Было теплое, июльское утро, по обыкновению взяв одну из книг, Аннушка расположилась на каменистом берегу, небольшой речушки, что протекала внизу усадьбы. Бултыхая ногами в воде, девушка грызла кислое яблоко, наслаждаясь тишиной и теплыми лучами утреннего солнца. Как, вдруг потеряв равновесие, едва не упала в воду. Испугавшись, что может испортить дорогую ей книгу, девушка успела отбросить ее на траву. Тяжело шлепнувшись, почтенный фолиант раскрылся, вытряхнув из толстых страниц конверт. Аннушка быстро оглянулась, убедившись, что поблизости никого нет, осторожно его подняла. Конверт и бумага были высшего качества, а яркие чернила не утратили своего цвета. Дрожащими от волнения руками, она развернула письмо и стала читать:
6 февраля 1916г.
Петербург.
Дорогой Петр Андреевич.
Получила Ваше письмо и благодарю за содействие в порученном Вам деле.
Ваше беспокойство по поводу дочерей понятно и в свою очередь
гарантирую Вам, что дам им полное свое покровительство и помощь.

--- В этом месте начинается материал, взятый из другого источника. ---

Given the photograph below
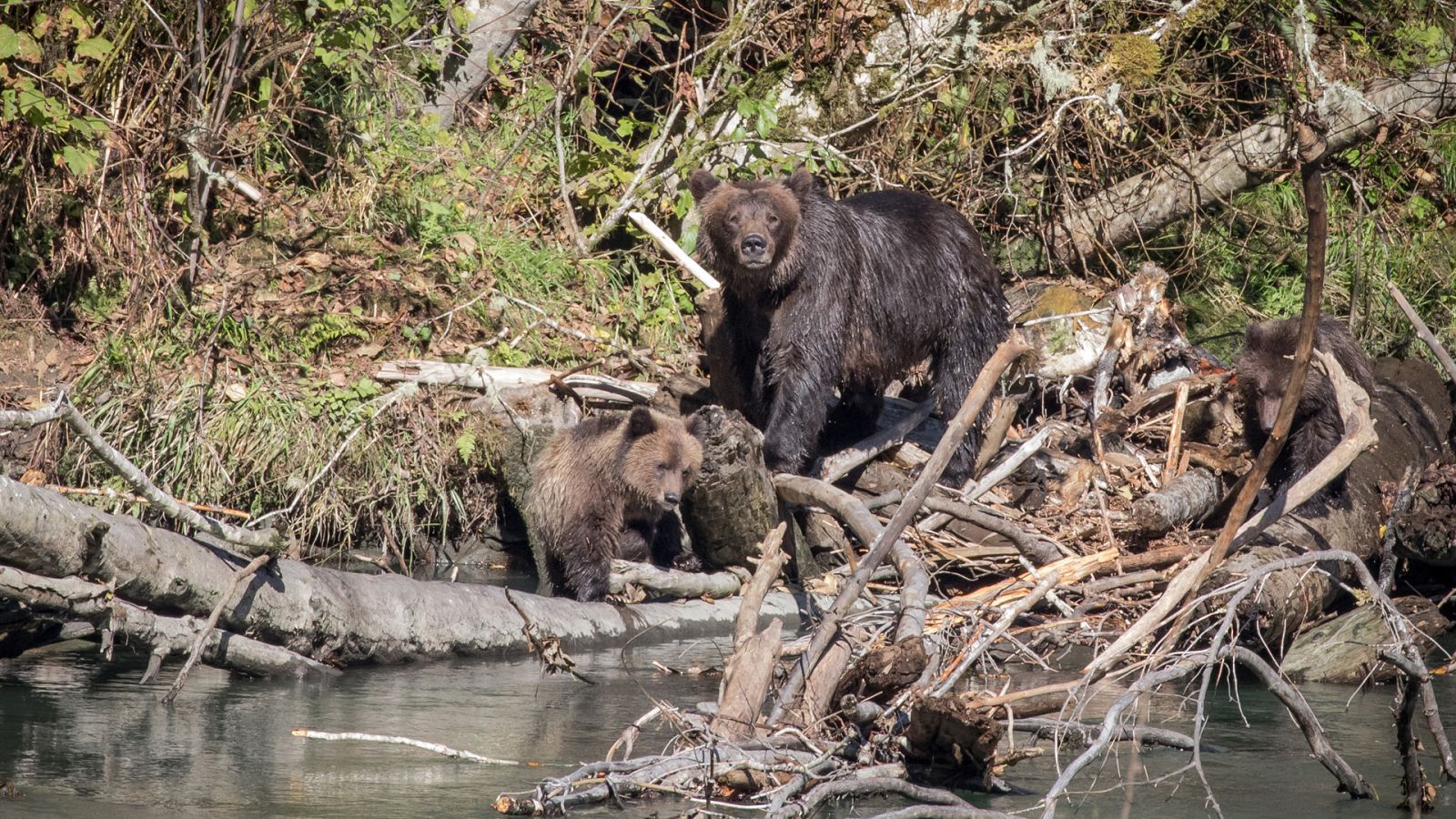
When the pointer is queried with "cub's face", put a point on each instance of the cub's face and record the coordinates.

Признаюсь, была рада узнать, что строительство близко к завершению и это очень хорошо. Мы, очевидно, вступаем в опасную полосу, наступление которой давно предчувствовалось. Мое влияние теперь еще очень велико, но я вижу немало лиц способных помешать делу. Я уверена, что худшее еще впереди и кризис еще не миновал. Но я верю в то, что этот кризис очистит русскую атмосферу, и тогда наши труды будут оценены. Посылаю Вам помощника; после оставьте его при себе.
Благодарю Вас за Вашу дружбу в тяжелые минуты моей жизни.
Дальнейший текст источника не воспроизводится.